**Proof.**
We first use the induction principle to prove $i_ X$ is fully faithful. More precisely, we will use Lemma 73.9.6. Let $(U \subset W, V \to W)$ be an elementary distinguished square with $V$ affine and $U, W$ quasi-compact open in $X$. Assume that $i_ U$ is fully faithful. We have to show that $i_ W$ is fully faithful. We may replace $X$ by $W$, i.e., we may assume $W = X$ (we do this just to simplify the notation – observe that the condition in the statement of the lemma is preserved under this operation).

Suppose that $A, B$ are objects of $D(\mathit{QCoh}(\mathcal{O}_ X))$. We want to show that

\[ \mathop{\mathrm{Hom}}\nolimits _{D(\mathit{QCoh}(\mathcal{O}_ X))}(A, B) \longrightarrow \mathop{\mathrm{Hom}}\nolimits _{D(\mathcal{O}_ X)}(i_ X(A), i_ X(B)) \]
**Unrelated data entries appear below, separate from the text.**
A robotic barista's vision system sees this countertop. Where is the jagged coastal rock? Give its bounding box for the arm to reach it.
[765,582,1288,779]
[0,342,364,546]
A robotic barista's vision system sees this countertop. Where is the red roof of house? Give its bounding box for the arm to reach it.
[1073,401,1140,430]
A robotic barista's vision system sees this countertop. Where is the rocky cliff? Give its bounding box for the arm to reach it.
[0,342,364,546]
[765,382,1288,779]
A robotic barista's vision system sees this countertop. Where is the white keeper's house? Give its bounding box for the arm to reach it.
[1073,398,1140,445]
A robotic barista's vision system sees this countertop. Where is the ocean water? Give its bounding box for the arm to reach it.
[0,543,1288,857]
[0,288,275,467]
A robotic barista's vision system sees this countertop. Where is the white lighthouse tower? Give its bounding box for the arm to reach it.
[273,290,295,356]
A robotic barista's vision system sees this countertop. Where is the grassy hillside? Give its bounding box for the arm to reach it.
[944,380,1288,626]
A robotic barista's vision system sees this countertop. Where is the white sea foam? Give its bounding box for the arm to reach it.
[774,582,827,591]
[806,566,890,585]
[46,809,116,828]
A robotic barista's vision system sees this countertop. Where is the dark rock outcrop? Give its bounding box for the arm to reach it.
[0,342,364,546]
is bijective. Let $T = |X| \setminus |U|$.

Assume first $i_ X(B)$ is supported on $T$. In this case the map

\[ i_ X(B) \to Rj_{V, *}(i_ X(B)|_ V) = Rj_{V, *}(i_ V(B|_ V)) \]

is a quasi-isomorphism (Lemma 73.10.7). By assumption we have an isomorphism $i_ X(\Phi (B|_ V)) \to Rj_{V, *}(i_ V(B|_ V))$ in $D(\mathcal{O}_ X)$. Moreover, $\Phi $ and ${-}|_ V$ are adjoint functors on the derived categories of quasi-coherent modules (by Derived Categories, Lemma 13.30.3). The adjunction map $B \to \Phi (B|_ V)$ becomes an isomorphism after applying $i_ X$, whence is an isomorphism in $D(\mathit{QCoh}(\mathcal{O}_ X))$. Hence

\begin{align*} \mathop{\mathrm{Mor}}\nolimits _{D(\mathit{QCoh}(\mathcal{O}_ X))}(A, B) & = \mathop{\mathrm{Mor}}\nolimits _{D(\mathit{QCoh}(\mathcal{O}_ X))}(A, \Phi (B|_ V)) \\ & = \mathop{\mathrm{Mor}}\nolimits _{D(\mathit{QCoh}(\mathcal{O}_ V))}(A|_ V, B|_ V) \\ & = \mathop{\mathrm{Mor}}\nolimits _{D(\mathcal{O}_ V)}(i_ V(A|_ V), i_ V(B|_ V)) \\ & = \mathop{\mathrm{Mor}}\nolimits _{D(\mathcal{O}_ X)}(i_ X(A), Rj_{V, *}(i_ V(B|_ V))) \\ & = \mathop{\mathrm{Mor}}\nolimits _{D(\mathcal{O}_ X)}(i_ X(A), i_ X(B)) \end{align*}

as desired. Here we have used that $i_ V$ is fully faithful (Lemma 73.11.3).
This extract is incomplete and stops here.